2. Não tendo o condenado pago a multa, a Mm.ª Juiz proferiu despacho em que procedeu à conversão da pena de multa em prisão subsidiária.

3. Na sequência disso, o Ministério Público promoveu a notificação do arguido, por via postal simples.

4. Foi então que a Mm.ª Juíza proferiu o despacho ora em dissídio, foi recusada essa forma de notificação.

5. Inconformado com esse despacho, dele recorreu o Ministério Público, pedindo que o mesmo seja revogado em favor de decisão que admita a comunicação do despacho que determinou a conversão da pena de multa em prisão subsidiária, por via postal simples, com prova de depósito, rematando a motivação com as seguintes conclusões:
1. No despacho recorrido, foi recusada a notificação do arguido, por via postal simples, do despacho que determinou a conversão da pena de multa em prisão subsidiária, com fundamento na extinção do TIR, e das obrigações dele recorrentes, após o trânsito em julgado da sentença, conforme prescrito pelo art.? 214, n.º1, Al. e), do Código de Processo Penal".
2. Não obstante o teor literal desta norma, "uma boa interpretação da lei não é aquela que, numa pura perspectiva hermenêutica - exegética, determina correctamente o sentido textual da norma; é antes aquela que, numa perspectiva prático - normativa, utiliza bem a norma como critério de justa decisão do problema concreto" (Castanheira Neves).
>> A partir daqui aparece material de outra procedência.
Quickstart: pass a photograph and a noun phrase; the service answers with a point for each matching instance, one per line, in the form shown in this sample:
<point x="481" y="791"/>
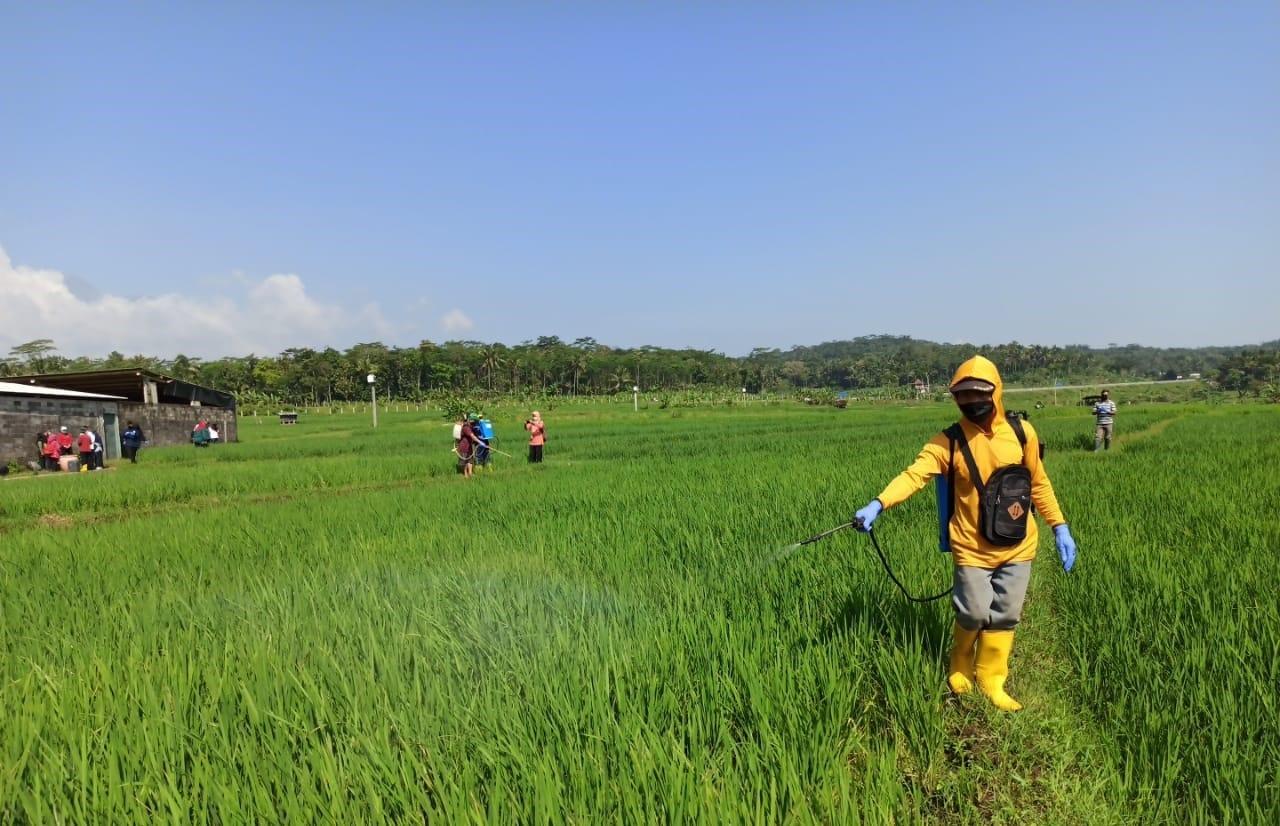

Não ponderar nas consequências práticas e nos valores constitucionais é tornar a interpretação jurídica um mero jogo teórico, sem utilidade social, e uma "ordem", sem sentido de justiça material.
3. Nesta perspectiva, o art.º 214.º, n.º 1, al. e), do Código de Processo Penal deve ser objecto de interpretação restritiva, excluindo do seu âmbito o TIR. A sua ratio radica no facto de que, com a sentença condenatória, tornar-se desnecessário prevenir os perigos elencados no art.? 204° do Código de Processo Penal. Ora, esta ratio não é extensível ao TIR, uma vez que esta medida, ao contrário de todas as outras, sendo de aplicação automática e inerente à posição de arguido, não visa acautelar os perigos previstos no art.º 204.º do Código de Processo Penal.
4. O critério legal da vigência do TIR deve antes ser encontrado no art.º 57.º, n.º 2, do Código de Processo Penal, uma vez que: se "a qualidade de arguido conserva-se durante todo o decurso do processo", e se o "processo" não termina enquanto não se verificar o seu fim último, o cumprimento da sentença, logo, o arguido continua a ser arguido depois de ser condenado, e, logo, não deixa de estar submetido àquilo que é inerente a essa qualidade - o TIR.
5. Esta é a solução imposta pela "normatividade jurídica vigente", até porque:
- se antes da sentença, o TIR é, do ponto de vista dos direitos do arguido, admissível, apesar de poder redundar na condenação ou sofrimento de uma pena mais gravosa, por maioria de razão deve-o ser depois do respectivo trânsito em julgado, quando se trata, como é o caso da conversão da pena de multa em prisão subsidiária, da aplicação de uma condição ope legis decorrente de um não cumprimento da pena fixada em sentença que o arguido sabe que cometeu;
- está longe de não salvaguardar os direitos de defesa e do contraditório do arguido, uma vez que o arguido sabe que prestou TIR, que pode ser notificado por via postal simples, que deve comunicar ulteriores alterações, que foi condenado e que não cumpriu a respectiva sentença;
- e opera a ponderação mais razoável (art.º 18.º, n.º 2, da CRP), entre os direitos de defesa do arguido (art.º 32.º, n.º 1, da CRP) e a existência de uma administração de justiça penal eficaz, base da existência de um Estado de Direito (art.º 2.º da CRP).
6. Outra perspectiva:
- tutela apenas a irresponsabilidade dos arguidos, na melhor das hipóteses, ou a fuga consciente à aplicação das penas a que foi condenado, na pior;
- pressupõe uma visão paternalista do arguido, como um sujeito menor, incapaz de perceber o que faz e as consequências do que decide;
- e coloca em causa a eficácia da administração da justiça penal.
7. A doutrina consagrada no AUJ 6/2010 exige, a latere, a sua aplicação à notificação do despacho que converteu a pena de multa em prisão subsidiária, não só porque a maioria dos Conselheiros partilhará a visão do Conselheiro Souto Moura aí transcrita; mas também porque, do ponto de vista do exercício dos direitos de defesa do arguido, são mais importantes as notificações no âmbito de execução da pena de prisão suspensa, do que as notificações no âmbito da execução da pena de multa.
8. Nestes termos, a decisão recorrida, não procedendo a uma interpretação restritiva do art.º 214.º, n.º 1, al. e), do Código de Processo Penal, violou o disposto nos art.os 57.º, n.º 2, 196.º, n.º 1 e 204.º do Código de Processo Penal.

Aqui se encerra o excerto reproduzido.